ESAB · CIK 1877322
What ESAB Corporation told the SEC could break it.
ESAB's flagged risks revolve around metal. Steel, iron, copper and aluminum are its largest material purchases, so its results are sensitive to those costs — and that exposure was sharpened in 2025 when the U.S. expanded Section 232 tariffs to 50% on steel, aluminum and products containing them from a range of trading partners, directly raising its core input costs (it has historically passed such increases on through higher prices). Its other notable exposure is geopolitical: its Russia operations were about 5% of FY2025 net sales and net assets and include roughly $50 million of cash that, given the sanctions environment, may be subject to delays in withdrawing from the country.
3 self-disclosed vulnerabilities, pulled from its own filings — each in the company’s words, with the source. This is the risk register almost nobody reads.
In its own words
What could break it.
Commodity & input dependence
- steel, iron, copper, aluminummedium
Largest material purchases are steel, iron, copper and aluminum; results are sensitive to changes in these raw material costs.

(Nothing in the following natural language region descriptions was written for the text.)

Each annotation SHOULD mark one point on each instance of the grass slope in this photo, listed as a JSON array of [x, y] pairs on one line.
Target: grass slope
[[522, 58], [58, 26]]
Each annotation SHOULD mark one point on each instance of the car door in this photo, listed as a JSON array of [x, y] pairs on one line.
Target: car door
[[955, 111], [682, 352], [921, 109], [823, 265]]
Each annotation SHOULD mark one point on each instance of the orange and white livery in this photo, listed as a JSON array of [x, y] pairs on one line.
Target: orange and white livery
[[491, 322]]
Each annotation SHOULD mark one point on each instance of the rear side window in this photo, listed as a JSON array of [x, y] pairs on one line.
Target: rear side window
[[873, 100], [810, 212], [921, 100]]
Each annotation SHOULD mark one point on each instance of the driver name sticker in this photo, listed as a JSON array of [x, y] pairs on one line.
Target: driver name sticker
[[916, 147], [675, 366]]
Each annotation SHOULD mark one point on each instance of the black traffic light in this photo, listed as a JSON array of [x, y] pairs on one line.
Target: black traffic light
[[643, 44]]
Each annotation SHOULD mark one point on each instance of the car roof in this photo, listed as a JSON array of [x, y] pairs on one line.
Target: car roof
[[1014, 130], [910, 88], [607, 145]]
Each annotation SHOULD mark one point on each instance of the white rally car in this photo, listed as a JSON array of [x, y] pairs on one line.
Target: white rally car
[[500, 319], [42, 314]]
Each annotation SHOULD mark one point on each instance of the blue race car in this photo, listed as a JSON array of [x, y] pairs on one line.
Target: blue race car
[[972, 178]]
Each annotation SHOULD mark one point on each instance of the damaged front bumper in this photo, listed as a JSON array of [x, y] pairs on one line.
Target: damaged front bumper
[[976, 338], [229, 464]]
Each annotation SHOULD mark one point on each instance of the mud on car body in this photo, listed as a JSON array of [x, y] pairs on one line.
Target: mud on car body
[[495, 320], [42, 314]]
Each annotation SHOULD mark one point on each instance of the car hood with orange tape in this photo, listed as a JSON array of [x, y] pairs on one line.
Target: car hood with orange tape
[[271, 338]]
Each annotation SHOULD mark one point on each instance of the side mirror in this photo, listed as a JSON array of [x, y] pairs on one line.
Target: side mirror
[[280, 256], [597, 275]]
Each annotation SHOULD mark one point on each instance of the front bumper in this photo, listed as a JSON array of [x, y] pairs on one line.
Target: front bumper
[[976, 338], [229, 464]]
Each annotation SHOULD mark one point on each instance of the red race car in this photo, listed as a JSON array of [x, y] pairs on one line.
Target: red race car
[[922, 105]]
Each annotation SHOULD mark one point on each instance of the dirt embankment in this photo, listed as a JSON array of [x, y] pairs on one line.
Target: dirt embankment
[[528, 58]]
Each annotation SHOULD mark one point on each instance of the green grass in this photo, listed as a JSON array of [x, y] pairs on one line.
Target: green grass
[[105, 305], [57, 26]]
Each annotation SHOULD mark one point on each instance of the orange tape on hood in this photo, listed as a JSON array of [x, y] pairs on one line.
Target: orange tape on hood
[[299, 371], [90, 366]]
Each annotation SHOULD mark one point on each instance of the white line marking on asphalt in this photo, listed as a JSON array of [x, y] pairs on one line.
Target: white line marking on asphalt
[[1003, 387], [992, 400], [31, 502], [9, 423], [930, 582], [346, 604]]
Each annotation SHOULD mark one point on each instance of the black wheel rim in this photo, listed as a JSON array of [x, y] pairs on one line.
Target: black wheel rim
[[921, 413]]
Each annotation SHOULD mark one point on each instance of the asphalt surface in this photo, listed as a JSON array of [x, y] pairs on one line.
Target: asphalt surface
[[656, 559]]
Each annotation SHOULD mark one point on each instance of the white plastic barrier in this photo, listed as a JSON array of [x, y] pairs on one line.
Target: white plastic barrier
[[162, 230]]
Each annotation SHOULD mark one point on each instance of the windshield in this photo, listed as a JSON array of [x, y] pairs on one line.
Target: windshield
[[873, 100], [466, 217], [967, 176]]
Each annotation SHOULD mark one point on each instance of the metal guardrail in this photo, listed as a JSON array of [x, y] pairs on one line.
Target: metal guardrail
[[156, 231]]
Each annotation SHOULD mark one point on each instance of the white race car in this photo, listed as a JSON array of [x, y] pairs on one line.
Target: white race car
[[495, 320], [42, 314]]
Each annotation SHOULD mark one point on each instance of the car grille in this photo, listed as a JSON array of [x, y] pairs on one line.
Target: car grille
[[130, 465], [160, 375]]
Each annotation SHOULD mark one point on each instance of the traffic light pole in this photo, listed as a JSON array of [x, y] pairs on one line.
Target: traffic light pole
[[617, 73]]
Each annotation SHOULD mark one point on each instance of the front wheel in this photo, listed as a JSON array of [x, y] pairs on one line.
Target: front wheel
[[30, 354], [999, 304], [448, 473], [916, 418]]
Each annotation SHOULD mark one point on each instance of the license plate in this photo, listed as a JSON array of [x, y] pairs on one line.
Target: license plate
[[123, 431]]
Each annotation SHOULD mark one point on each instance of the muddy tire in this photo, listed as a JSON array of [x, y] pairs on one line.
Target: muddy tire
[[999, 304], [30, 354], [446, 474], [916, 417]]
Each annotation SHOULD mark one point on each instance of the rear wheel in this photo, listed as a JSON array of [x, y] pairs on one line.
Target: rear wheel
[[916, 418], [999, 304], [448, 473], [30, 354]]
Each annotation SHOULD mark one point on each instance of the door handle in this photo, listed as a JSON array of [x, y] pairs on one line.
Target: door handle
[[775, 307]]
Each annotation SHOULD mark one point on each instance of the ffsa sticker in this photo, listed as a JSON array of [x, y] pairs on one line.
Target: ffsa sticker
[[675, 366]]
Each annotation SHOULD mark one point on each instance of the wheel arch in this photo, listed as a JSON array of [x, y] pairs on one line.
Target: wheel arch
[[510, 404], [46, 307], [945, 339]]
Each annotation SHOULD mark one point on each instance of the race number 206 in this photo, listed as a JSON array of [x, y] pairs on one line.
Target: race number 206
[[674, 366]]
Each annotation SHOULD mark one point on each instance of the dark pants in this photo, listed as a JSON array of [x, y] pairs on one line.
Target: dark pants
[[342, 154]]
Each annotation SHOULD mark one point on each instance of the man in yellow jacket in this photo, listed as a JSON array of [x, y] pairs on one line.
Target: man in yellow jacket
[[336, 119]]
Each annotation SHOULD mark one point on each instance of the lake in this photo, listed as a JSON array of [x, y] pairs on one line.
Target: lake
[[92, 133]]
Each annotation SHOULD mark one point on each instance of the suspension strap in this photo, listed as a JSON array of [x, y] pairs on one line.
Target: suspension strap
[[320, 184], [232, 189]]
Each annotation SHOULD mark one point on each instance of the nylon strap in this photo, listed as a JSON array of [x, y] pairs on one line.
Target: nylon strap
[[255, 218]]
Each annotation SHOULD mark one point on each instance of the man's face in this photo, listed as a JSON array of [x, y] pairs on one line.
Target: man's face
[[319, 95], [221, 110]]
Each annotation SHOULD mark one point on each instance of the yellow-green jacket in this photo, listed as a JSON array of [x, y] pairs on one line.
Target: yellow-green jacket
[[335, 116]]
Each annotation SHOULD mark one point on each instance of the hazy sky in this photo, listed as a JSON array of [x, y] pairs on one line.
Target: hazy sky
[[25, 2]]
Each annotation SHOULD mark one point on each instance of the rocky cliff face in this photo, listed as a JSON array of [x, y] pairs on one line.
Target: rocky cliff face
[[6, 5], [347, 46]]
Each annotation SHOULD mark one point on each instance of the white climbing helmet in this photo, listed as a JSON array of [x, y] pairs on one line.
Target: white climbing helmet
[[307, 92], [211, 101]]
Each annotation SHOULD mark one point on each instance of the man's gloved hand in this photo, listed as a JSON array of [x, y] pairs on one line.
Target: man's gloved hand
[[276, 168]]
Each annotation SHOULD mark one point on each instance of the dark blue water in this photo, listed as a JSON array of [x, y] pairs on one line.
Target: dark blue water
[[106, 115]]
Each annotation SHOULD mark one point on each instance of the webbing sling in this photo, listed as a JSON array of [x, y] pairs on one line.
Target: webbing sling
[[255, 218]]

“Our largest material purchases are for components and raw materials including steel, iron, copper and aluminum. Historically, we have been generally successful in passing raw material cost increases on to our customers in the form of higher prices.”
Geographic concentration
- Russia operations (sanctions / trapped cash)medium
Russia operations were ~5% of FY2025 net sales and ~5% of net assets, including ~$50M of cash that may be subject to delays in withdrawing from Russia given the sanctions environment.
“For the year ended December 31, 2025, our operations in Russia represented approximately 5% of our Net sales, and approximately $9 million in Net income. Excluding any goodwill allocation, Russia has approximately 5% of our total net assets as of December 31, 2025, including approximately $50 million of Cash and cash equivalents that may be subject to delays in withdrawing from Russia, based upon the current environment at that time.”
Regulatory & policy
- U.S. Section 232 steel & aluminum tariffs (50%)medium
In 2025 the U.S. expanded steel and aluminum tariffs to 50% on steel, aluminum and products containing them from a range of trading partners — directly raising ESAB's core input costs — plus broader tariffs on China and others with retaliation.
“For example, in 2025, the United States expanded and increased existing tariffs on steel and aluminum, imposing 50% tariffs on steel, aluminum and products containing steel and aluminum from a range of United States trading partners.”